Mrs Couch taught me the fifth and sixth grades and she was my favorite, She was tough and fair and she liked boys and especially if they were a little honery. The boys all liked her as well..

There was a Mr. Bozley that had lost a leg in WWI he used a cane and everyone was afraid of him but his students . None of the rest of us could figure it out. If you ran in the hall he would hook you around the neck with the cane. Oddly it didn't hurt I guess he let the cane slide through his hand so that it didn't jerk you up short.

Old Mr Foust was the Janitor and what a job that was The building was heated with steam heat and the furnaces were hand fired with coal. He had to shovel the coal in and the ashes out. He collected the trash and burned what he could and carried out the rest. He kept the whole building clean and I think there was 32 class rooms. I think there was an older lady that cleaned the windows and there was a jillion of them. When th war started we had air raid drills where we all sat on the floor. The principal who was German and spoke broken English would tell us stories about WW!. He spared us the gory details so it was pretty interesting for us boys and girls alike.

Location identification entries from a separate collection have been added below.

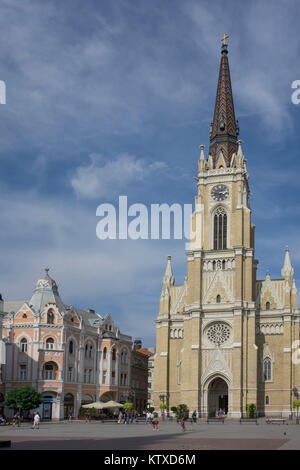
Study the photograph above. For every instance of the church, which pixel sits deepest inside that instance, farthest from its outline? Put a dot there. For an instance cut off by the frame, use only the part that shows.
(225, 339)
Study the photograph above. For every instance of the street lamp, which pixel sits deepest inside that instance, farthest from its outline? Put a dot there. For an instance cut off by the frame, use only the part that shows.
(166, 397)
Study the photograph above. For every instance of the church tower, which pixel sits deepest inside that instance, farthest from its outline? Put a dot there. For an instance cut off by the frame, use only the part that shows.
(210, 348)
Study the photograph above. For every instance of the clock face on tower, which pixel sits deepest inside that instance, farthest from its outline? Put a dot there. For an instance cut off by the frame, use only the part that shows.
(219, 192)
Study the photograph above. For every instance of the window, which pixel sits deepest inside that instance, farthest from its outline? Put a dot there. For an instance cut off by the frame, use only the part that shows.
(49, 372)
(23, 345)
(23, 372)
(88, 376)
(267, 400)
(220, 229)
(70, 374)
(49, 343)
(50, 317)
(267, 369)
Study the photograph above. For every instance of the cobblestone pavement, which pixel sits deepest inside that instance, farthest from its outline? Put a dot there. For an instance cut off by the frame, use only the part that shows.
(111, 436)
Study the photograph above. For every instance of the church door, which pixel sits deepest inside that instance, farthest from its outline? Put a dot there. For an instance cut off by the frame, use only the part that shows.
(217, 396)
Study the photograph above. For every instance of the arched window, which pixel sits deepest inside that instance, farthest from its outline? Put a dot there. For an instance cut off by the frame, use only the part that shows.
(50, 317)
(49, 372)
(220, 229)
(23, 345)
(49, 343)
(267, 400)
(267, 369)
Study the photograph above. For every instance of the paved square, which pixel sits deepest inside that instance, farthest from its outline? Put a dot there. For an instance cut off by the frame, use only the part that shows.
(111, 436)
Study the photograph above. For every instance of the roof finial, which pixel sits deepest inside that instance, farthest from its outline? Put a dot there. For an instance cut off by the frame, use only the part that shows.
(226, 36)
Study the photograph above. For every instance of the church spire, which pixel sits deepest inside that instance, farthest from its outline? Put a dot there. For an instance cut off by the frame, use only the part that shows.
(168, 277)
(224, 128)
(287, 270)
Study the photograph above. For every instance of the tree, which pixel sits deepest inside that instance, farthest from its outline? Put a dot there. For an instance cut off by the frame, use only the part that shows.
(23, 398)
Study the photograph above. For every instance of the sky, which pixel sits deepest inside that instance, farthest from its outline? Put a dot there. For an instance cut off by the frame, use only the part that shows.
(110, 98)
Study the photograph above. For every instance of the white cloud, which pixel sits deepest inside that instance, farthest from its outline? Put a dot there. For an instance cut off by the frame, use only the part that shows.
(106, 179)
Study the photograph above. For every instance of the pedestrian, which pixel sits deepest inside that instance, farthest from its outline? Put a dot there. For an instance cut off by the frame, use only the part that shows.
(148, 417)
(36, 421)
(155, 424)
(17, 419)
(182, 423)
(120, 417)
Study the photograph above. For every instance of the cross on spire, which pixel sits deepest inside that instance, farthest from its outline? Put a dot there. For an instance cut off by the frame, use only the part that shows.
(226, 36)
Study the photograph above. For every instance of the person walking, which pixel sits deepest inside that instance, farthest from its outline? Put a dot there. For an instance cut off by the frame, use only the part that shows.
(36, 421)
(148, 417)
(182, 423)
(155, 424)
(120, 417)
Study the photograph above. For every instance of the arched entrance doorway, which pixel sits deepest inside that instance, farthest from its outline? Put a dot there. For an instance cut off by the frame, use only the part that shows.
(68, 405)
(217, 396)
(48, 400)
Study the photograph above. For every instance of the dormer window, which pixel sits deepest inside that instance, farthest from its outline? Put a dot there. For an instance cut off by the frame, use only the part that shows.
(50, 317)
(50, 343)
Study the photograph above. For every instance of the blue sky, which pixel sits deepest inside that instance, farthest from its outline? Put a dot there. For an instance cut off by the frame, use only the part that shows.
(114, 97)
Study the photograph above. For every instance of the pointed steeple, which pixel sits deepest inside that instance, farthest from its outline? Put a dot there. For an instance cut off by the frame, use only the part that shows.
(224, 129)
(287, 270)
(168, 277)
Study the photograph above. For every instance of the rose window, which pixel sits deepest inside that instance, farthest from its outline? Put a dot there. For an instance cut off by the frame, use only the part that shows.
(218, 333)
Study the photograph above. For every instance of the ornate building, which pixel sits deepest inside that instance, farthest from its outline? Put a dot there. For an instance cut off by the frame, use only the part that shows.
(223, 338)
(71, 356)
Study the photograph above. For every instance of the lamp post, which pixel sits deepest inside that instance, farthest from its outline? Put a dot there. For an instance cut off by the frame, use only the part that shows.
(166, 397)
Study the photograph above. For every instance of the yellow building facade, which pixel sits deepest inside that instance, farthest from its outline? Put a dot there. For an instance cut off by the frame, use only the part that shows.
(225, 339)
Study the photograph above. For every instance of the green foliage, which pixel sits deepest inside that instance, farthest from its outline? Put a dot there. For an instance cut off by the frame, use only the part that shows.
(163, 406)
(25, 398)
(128, 406)
(251, 410)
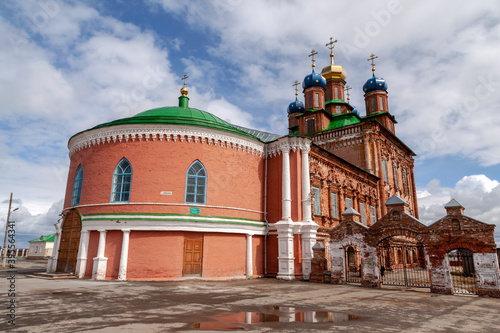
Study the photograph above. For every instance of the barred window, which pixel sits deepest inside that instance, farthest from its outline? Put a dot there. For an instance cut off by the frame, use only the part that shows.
(196, 184)
(77, 187)
(316, 201)
(122, 182)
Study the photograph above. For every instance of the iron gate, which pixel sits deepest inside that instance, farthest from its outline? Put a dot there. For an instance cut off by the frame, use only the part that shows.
(463, 274)
(404, 265)
(353, 264)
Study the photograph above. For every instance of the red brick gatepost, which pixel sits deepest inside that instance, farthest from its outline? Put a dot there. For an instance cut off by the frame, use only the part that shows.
(457, 231)
(318, 263)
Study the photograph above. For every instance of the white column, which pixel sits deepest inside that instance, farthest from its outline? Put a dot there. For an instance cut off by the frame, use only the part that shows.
(249, 256)
(81, 261)
(285, 226)
(309, 227)
(52, 262)
(285, 250)
(306, 187)
(286, 197)
(100, 262)
(122, 271)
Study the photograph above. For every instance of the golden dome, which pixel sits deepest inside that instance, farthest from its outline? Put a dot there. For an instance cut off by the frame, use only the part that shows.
(333, 71)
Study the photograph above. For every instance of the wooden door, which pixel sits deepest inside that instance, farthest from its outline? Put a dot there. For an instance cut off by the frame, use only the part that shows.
(70, 241)
(193, 250)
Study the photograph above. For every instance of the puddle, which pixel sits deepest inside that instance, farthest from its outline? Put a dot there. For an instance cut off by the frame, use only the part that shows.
(75, 293)
(232, 320)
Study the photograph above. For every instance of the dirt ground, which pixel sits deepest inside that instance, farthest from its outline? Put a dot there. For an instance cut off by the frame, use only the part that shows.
(261, 305)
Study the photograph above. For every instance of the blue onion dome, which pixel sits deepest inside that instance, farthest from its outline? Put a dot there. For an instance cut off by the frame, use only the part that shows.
(296, 106)
(314, 80)
(374, 83)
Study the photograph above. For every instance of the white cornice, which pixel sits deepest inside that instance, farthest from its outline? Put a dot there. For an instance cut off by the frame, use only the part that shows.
(288, 143)
(222, 226)
(126, 133)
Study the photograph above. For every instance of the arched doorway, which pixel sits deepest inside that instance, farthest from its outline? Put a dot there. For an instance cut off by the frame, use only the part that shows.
(353, 264)
(70, 241)
(463, 274)
(402, 262)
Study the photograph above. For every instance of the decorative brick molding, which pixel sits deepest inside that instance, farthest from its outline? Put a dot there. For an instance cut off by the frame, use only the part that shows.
(126, 133)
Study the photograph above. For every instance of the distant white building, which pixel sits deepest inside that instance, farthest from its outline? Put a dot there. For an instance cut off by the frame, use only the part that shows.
(41, 247)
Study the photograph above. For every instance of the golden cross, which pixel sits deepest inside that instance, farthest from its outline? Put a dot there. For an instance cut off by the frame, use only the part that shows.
(372, 57)
(313, 53)
(331, 45)
(184, 78)
(347, 88)
(296, 83)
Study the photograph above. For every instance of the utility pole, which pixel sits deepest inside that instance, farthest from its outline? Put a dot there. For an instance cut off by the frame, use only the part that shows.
(4, 249)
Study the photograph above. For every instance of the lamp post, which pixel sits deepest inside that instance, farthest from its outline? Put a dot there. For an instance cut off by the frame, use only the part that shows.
(4, 249)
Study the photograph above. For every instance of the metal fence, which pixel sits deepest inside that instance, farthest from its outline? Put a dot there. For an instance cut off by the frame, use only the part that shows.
(404, 266)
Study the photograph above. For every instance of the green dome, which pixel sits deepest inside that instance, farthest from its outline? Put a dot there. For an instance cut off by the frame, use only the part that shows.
(175, 115)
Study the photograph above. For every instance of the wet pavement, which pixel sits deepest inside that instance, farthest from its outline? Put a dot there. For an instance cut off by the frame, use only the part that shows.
(261, 305)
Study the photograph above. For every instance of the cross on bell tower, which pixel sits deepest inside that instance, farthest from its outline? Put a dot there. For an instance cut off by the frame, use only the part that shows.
(296, 84)
(372, 58)
(331, 45)
(347, 88)
(313, 53)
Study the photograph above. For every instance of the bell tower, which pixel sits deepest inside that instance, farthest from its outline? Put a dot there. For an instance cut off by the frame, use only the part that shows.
(376, 98)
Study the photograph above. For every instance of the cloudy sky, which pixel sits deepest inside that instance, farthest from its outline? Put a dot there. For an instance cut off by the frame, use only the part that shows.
(69, 65)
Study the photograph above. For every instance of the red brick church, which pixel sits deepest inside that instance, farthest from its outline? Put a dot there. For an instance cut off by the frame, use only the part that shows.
(176, 192)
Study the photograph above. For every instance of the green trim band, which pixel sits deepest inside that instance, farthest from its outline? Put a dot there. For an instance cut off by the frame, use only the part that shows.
(169, 214)
(189, 220)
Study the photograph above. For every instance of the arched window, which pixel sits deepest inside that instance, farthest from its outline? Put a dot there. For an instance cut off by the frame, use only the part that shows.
(77, 187)
(196, 184)
(122, 181)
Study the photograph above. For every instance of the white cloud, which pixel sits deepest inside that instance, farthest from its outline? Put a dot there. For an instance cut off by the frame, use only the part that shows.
(436, 70)
(66, 69)
(477, 193)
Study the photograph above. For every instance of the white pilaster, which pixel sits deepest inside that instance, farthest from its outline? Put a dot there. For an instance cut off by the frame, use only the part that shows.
(100, 262)
(286, 197)
(122, 271)
(81, 261)
(308, 240)
(285, 250)
(52, 262)
(249, 256)
(306, 187)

In the winter of early1942 they fenced off the now flat top of Kemmels mountain and stored Army trucks and tanks there. The place was fascinating as a flat sandy plateau where they flew model airplanes and we boys hated to see that go, but the adults did to. Many people in town walked up there on Sundays to watch the models fly.

For us boys the place was even more exciting filled up with tanks, jeeps and trucks. We would go up there and talk to the army guards that patrolled the place. And later we talked to the German prisoners that were repairing fences and doing other jobs around the motor pool. Many were in there mid teens and were very likable. It was hard to remember they had been trying to kill our older brothers and fathers.

We knew the Germans were locking up the Jewish people in Europe. We thought that was a terrible thing for the Jews but we just assumed that was what was done when you had enemies in your country during a war. Nobody was surprised. I don't think anyone new they were gassing the people. We kids played Army. We had wooden guns and odds and ends of military uniforms. Metal toys were hard to come by but kids could get metal BB rifles all through the war. I guess the Government thought it was a good thing for kids to learn how to shoot.